Véronique Hivon
Véronique Hivon
« La justice a été négligée pendant des années, oubliée et sous-financée par le gouvernement libéral. »

À la veille de l'anniversaire de l'arrêt Jordan, voilà le constat de la porte-parole de l'opposition officielle en matière de justice, Véronique Hivon. Elle exige des actions concrètes de la ministre de la Justice, Stéphanie Vallée.

« Notre système de justice n'a pas connu de financement ni de réformes majeures, poursuit-elle. Au contraire, encore l'an dernier, des compressions avaient cours. »

Selon elle, il a fallu « des pressions du Parti Québécois » et une crise sans précédent, provoquée par l'arrêt Jordan, pour qu'enfin le gouvernement commence à bouger.

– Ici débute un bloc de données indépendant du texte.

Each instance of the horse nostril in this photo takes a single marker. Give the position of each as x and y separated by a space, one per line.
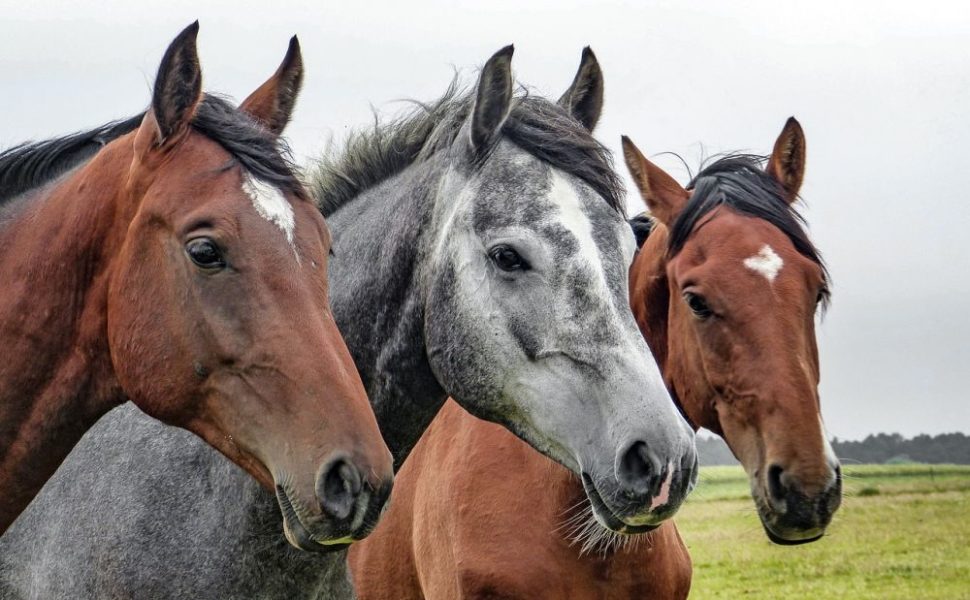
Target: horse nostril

« Aujourd'hui, la confiance de la population est minée, les victimes sont abandonnées, sans compter les dizaines d'accusés libérés sans procès et les centaines de requêtes toujours pendantes. Malgré nos demandes répétées et la libération grave de trois accusés de meurtre et d'un accusé d'agressions sexuelles répétées sur une mineure, la ministre refuse toujours le recours à la clause dérogatoire pour que cesse l'hémorragie », poursuit Véronique Hivon.

La porte-parole de l'opposition officielle en matière de justice rappelle que le juge en chef de la Cour supérieure a mentionné cette semaine avoir encore besoin de 12 à 18 mois pour que la « tempête Jordan» soit complètement passée. Or, durant ce laps de temps, la confiance du public envers le système de justice sera mise à rude épreuve, et « c'est inconcevable ».

La ministre Vallée croit toujours que la solution passe par le gouvernement fédéral pour la nomination de juges à la Cour supérieure, dénonce Mme Hivon. « Pourtant, elle n'a pas réussi à convaincre la ministre fédérale de nommer les 14 postes de juges qu'elle réclame depuis des mois », a-t-elle dit.